Article V of the North Atlantic Treaty declares that an attack against one member is an attack against all, a fundamental premise of the alliance. But it only commits the alliance and its members to undertake “individually and in concert with the other Parties, such action as it deems necessary, including the use of armed force, to restore and maintain the security of the North Atlantic area.” It does not, in other words, cause an automatic declaration of war against Russia—but it is a high and demanding commitment to Ukraine’s security. It will thereby be a far more effective deterrent against future Russian aggression, which otherwise is a virtual certainty in the years to come, with all the risks that adhere to that probability.

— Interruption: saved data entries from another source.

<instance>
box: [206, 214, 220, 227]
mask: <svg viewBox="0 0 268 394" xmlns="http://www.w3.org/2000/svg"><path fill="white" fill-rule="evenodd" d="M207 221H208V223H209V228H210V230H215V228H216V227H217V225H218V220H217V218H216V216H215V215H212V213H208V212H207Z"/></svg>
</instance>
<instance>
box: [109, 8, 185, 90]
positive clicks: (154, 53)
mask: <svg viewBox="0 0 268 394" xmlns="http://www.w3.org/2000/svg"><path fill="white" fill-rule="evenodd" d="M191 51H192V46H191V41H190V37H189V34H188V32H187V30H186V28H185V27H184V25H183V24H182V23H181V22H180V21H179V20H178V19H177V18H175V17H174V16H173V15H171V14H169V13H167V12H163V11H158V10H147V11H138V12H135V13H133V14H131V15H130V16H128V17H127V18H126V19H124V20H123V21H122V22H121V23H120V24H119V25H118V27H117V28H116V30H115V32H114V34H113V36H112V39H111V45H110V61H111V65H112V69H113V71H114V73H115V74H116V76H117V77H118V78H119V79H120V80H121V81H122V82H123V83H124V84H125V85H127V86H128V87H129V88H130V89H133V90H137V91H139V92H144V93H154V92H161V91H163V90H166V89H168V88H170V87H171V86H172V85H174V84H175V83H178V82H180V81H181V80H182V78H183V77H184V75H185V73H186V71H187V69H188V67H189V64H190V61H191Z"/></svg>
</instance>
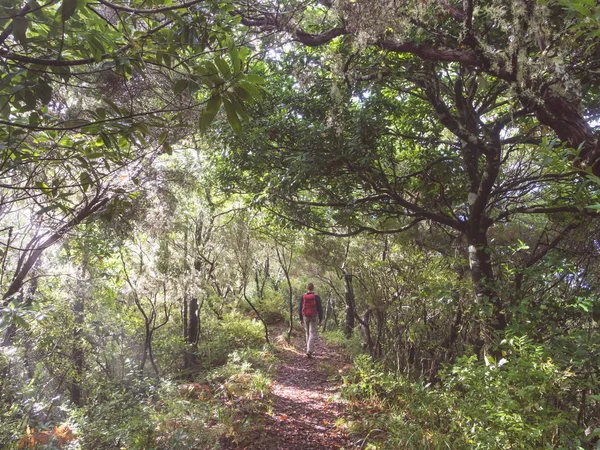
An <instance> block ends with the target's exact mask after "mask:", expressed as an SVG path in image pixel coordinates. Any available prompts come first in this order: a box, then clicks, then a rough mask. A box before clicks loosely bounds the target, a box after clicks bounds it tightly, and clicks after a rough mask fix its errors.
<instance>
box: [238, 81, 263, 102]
mask: <svg viewBox="0 0 600 450" xmlns="http://www.w3.org/2000/svg"><path fill="white" fill-rule="evenodd" d="M237 85H238V86H239V87H240V88H242V89H243V90H245V91H246V92H248V93H249V94H250V95H251V96H252V97H254V98H255V99H256V100H260V99H261V98H262V95H261V93H260V90H259V89H258V88H257V87H256V85H255V84H253V83H250V82H248V81H243V80H242V81H239V82H238V84H237Z"/></svg>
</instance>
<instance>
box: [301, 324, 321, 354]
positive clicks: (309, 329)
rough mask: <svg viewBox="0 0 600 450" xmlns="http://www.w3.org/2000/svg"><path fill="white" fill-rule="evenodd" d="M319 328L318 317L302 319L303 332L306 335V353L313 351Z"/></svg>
mask: <svg viewBox="0 0 600 450" xmlns="http://www.w3.org/2000/svg"><path fill="white" fill-rule="evenodd" d="M318 327H319V318H318V317H304V332H305V333H306V353H312V352H314V351H315V339H317V329H318Z"/></svg>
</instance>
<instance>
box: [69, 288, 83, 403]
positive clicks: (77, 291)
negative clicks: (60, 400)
mask: <svg viewBox="0 0 600 450" xmlns="http://www.w3.org/2000/svg"><path fill="white" fill-rule="evenodd" d="M78 284H80V283H78ZM84 307H85V292H83V291H82V290H80V289H77V292H76V293H75V304H74V305H73V313H74V314H75V330H73V349H72V351H71V361H72V362H73V368H74V375H73V376H71V380H70V382H69V393H70V396H71V401H72V402H73V404H74V405H76V406H82V397H83V390H82V387H81V380H82V378H83V365H84V359H85V358H84V352H83V342H82V339H83V336H82V334H83V318H84V316H83V311H84Z"/></svg>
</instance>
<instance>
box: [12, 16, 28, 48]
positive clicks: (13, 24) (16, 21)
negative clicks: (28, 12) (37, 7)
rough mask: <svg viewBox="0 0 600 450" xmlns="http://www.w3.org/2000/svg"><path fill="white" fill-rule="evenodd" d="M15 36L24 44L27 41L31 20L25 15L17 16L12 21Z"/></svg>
mask: <svg viewBox="0 0 600 450" xmlns="http://www.w3.org/2000/svg"><path fill="white" fill-rule="evenodd" d="M12 26H13V36H14V37H15V39H16V40H17V41H19V42H20V43H21V44H22V45H25V43H26V42H27V27H28V26H29V20H27V19H26V18H25V17H16V18H15V19H13V21H12Z"/></svg>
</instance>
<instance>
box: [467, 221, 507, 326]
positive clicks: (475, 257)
mask: <svg viewBox="0 0 600 450" xmlns="http://www.w3.org/2000/svg"><path fill="white" fill-rule="evenodd" d="M468 242H469V265H470V267H471V280H472V281H473V287H474V290H475V301H476V303H477V304H478V305H479V306H483V305H485V304H486V303H489V304H491V305H492V320H491V325H492V328H493V329H494V330H497V331H501V330H504V329H505V328H506V325H507V320H506V312H505V311H504V308H503V305H502V301H501V299H500V297H499V295H498V292H497V291H496V288H495V286H494V283H495V279H494V271H493V268H492V262H491V259H490V252H489V247H488V242H487V234H486V232H485V231H483V232H477V233H475V234H473V235H471V236H469V237H468Z"/></svg>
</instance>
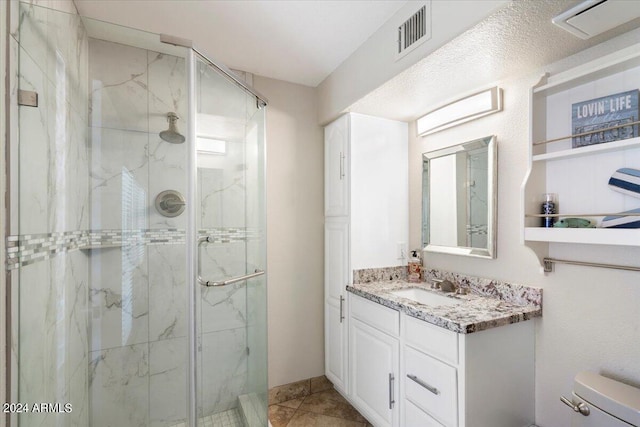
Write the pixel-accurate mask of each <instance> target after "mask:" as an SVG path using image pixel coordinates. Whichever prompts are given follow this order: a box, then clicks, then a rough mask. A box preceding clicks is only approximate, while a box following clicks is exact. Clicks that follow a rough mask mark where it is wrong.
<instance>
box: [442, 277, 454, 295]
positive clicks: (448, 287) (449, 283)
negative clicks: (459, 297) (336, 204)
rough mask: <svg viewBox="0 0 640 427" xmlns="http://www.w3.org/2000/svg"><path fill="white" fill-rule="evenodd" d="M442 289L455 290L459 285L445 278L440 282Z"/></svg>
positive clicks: (442, 290)
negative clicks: (443, 279) (444, 278)
mask: <svg viewBox="0 0 640 427" xmlns="http://www.w3.org/2000/svg"><path fill="white" fill-rule="evenodd" d="M440 289H442V291H443V292H455V291H456V290H457V289H458V287H457V286H456V284H455V283H453V282H451V281H450V280H447V279H445V280H443V281H442V282H440Z"/></svg>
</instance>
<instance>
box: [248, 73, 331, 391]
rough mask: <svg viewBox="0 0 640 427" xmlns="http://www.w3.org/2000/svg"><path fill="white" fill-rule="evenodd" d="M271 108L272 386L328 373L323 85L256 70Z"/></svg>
mask: <svg viewBox="0 0 640 427" xmlns="http://www.w3.org/2000/svg"><path fill="white" fill-rule="evenodd" d="M253 86H254V87H255V88H256V90H258V91H259V92H260V93H262V94H264V96H266V97H267V98H268V99H269V106H268V108H267V229H268V237H267V253H268V260H267V269H268V274H269V281H268V299H269V301H268V304H269V305H268V310H269V311H268V313H269V314H268V320H269V387H273V386H276V385H281V384H287V383H290V382H293V381H298V380H301V379H305V378H309V377H314V376H318V375H322V374H323V373H324V336H323V333H324V327H323V322H324V317H323V305H322V304H323V294H324V231H323V230H324V226H323V224H324V207H323V206H324V205H323V203H324V149H323V130H322V128H321V127H320V126H319V125H318V123H317V109H318V103H317V91H316V89H313V88H309V87H306V86H301V85H296V84H292V83H287V82H283V81H280V80H273V79H268V78H265V77H260V76H254V79H253Z"/></svg>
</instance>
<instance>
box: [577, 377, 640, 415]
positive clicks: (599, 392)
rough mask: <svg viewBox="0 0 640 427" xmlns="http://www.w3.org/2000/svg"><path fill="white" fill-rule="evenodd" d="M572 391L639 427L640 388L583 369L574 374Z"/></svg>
mask: <svg viewBox="0 0 640 427" xmlns="http://www.w3.org/2000/svg"><path fill="white" fill-rule="evenodd" d="M573 392H574V393H575V394H576V395H577V396H579V397H580V398H582V399H584V400H585V401H587V402H589V403H591V404H592V405H594V406H597V407H598V408H600V409H601V410H603V411H605V412H607V413H608V414H611V415H613V416H614V417H617V418H620V419H621V420H623V421H625V422H627V423H629V424H631V425H633V426H639V427H640V389H638V388H635V387H631V386H630V385H627V384H623V383H621V382H618V381H614V380H612V379H610V378H606V377H603V376H602V375H598V374H596V373H593V372H587V371H584V372H580V373H579V374H578V375H576V378H575V382H574V385H573Z"/></svg>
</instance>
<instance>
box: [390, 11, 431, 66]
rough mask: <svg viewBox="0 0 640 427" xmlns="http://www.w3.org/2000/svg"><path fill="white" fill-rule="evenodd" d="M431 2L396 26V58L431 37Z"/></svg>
mask: <svg viewBox="0 0 640 427" xmlns="http://www.w3.org/2000/svg"><path fill="white" fill-rule="evenodd" d="M430 6H431V2H429V3H427V4H425V5H424V6H422V7H421V8H420V9H419V10H418V11H417V12H416V13H414V14H413V15H412V16H411V17H410V18H409V19H407V20H406V21H404V22H403V23H402V25H400V26H399V27H398V58H400V57H402V56H404V55H406V54H407V53H409V52H410V51H412V50H413V49H415V48H416V47H418V46H419V45H420V44H422V43H423V42H425V41H426V40H429V39H430V38H431V8H430Z"/></svg>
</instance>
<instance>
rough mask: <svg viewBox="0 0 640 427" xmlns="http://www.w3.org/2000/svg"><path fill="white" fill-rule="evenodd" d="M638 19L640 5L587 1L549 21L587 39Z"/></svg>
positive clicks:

[Anne Applebaum: Multilateral man is more powerful than Putin realized]

Has NATO membership for Ukraine been excluded for good by the Vilnius summit? No more than the supply of vital weapons to Ukraine was by Washington’s reluctance to provide HIMARS or tanks or Patriot missiles or F-16s, or by Berlin’s initial belief in February 2022 that providing 5,000 surplus helmets to Ukraine was enough of a contribution for it to make. Time and again NATO’s largest members have been pulled—hesitantly, sometimes morosely and resentfully—into doing the right thing by allies closer to the front or with stronger spines and clearer vision. In this case Poland, the Baltic nations, and other frontline states have been joined by Britain, France, and other NATO members in arguing for moving on Ukraine’s membership firmly and quickly.

There is another moment ahead: the 75th anniversary of the signing of the North Atlantic Treaty, which will be held in Washington in 2024. On that occasion President Biden can be the statesmanlike leader NATO needs in ensuring European security for decades to come by admitting Kyiv to the alliance.

Unless, of course, he prefers to be the father of the Ukrainian atom bomb.